I can’t believe the toll Ballet is taking on my body! I am so sore, that I can hardly get anything else done in life!

But, I love it!

I started the day off with a slooooow 5 mile run. I mentioned before that I was going to do the Hal Higdon training schedule, the one that had me running 3 or 4 miles, three times during the week and then one long run on the weekend. I thought running the shorter mileage throughout the week would give me a chance to work on speed, but, since my legs are so freaking sore on my running days, there is something therapeutic about getting out there and doing a slow and steady 5miles.

2012March 009  

After all, this is my first Half Marathon, I’m not trying to win, I’m trying to NOT DIE!

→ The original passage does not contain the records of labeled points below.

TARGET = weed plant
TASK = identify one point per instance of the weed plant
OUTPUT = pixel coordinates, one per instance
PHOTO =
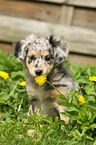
(17, 128)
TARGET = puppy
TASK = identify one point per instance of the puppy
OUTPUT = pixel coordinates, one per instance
(45, 56)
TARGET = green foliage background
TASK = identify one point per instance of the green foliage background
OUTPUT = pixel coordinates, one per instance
(16, 126)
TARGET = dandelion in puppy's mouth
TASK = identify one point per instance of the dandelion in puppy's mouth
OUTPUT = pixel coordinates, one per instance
(40, 80)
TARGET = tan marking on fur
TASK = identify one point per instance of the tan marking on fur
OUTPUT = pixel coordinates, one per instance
(47, 67)
(45, 53)
(32, 52)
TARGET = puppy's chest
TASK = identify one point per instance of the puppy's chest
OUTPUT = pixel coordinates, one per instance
(36, 92)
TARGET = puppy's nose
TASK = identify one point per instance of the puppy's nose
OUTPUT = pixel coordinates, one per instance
(38, 72)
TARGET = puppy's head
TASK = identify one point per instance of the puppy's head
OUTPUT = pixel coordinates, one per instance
(40, 54)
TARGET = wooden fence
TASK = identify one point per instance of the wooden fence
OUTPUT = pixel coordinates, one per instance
(74, 21)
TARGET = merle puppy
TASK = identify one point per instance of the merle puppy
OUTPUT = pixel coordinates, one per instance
(45, 56)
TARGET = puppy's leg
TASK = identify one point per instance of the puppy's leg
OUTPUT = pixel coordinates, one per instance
(33, 106)
(49, 107)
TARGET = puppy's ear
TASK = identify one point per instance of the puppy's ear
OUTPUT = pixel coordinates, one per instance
(19, 50)
(20, 47)
(61, 50)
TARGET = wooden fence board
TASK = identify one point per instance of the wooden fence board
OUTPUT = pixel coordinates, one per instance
(84, 17)
(73, 58)
(81, 40)
(32, 10)
(66, 15)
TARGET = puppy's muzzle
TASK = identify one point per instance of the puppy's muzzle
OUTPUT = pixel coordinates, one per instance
(38, 72)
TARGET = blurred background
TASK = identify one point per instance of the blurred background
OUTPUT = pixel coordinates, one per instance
(73, 21)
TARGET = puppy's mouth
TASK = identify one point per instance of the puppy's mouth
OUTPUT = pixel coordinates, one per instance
(38, 72)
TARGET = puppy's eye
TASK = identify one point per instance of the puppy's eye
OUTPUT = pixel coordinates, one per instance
(47, 58)
(31, 58)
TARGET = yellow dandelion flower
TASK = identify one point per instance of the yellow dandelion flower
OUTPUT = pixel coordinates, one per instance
(92, 78)
(81, 99)
(23, 83)
(4, 75)
(41, 79)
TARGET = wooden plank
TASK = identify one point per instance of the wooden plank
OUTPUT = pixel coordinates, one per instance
(83, 60)
(6, 47)
(81, 40)
(32, 10)
(73, 58)
(83, 3)
(84, 17)
(80, 3)
(52, 1)
(66, 15)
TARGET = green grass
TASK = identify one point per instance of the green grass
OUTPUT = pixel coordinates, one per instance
(15, 125)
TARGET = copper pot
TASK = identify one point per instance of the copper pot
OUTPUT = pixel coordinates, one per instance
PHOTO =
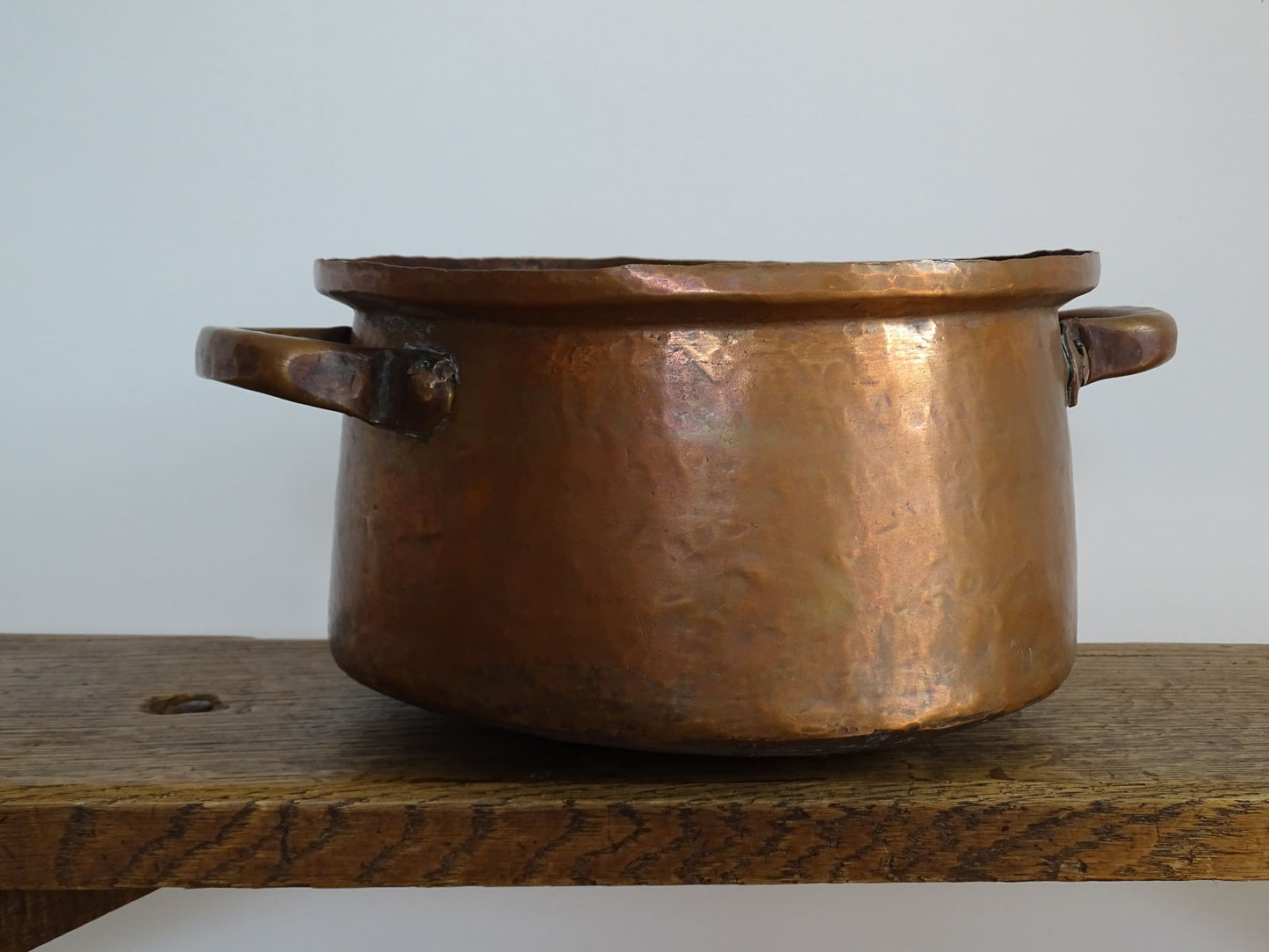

So, I think I’ll do 5 miles, three times per week and then one long run on the weekend and see what happens.

I ran in my running skirt and it was great!  I never had to mess with it. It stayed perfectly in place. So glad I made that purchase!

We stuck around the house yesterday. We had one of our clients home suffering from allergies.  It’s that time of year!


  • 5 mile run
  • Yoga on the deck!


Meal #1: Gluten free oats wit chocolate protein powder and a banana

2012March 019

Meal # 2: Egg whites with canadian bacon and gluten free toast with butter

2012March 002

Meal #3: Left overs: Roasted sweet pototates, broccoli and chicken sausage

2012March 004

Meal #4: Snacked on some pepperjack cheese Nut Thins

Meal #5: Chicken breast with salad

2012March 006

It’s time for Title Boxing! See you tomorrow!


  1. Hope your 1/2 marathon training goes well. I think it's best to listen to your body, and when your body says slow & steady, then that's what it needs. I'm sure your speed will improve as you continue running consistently. (However, I certainly don't know anything about training for long runs! Maybe someday! lol)
    Either way, keep up the good work!! :)

  2. Trying not to die! I love that. :) I have no doubt you'll thrive.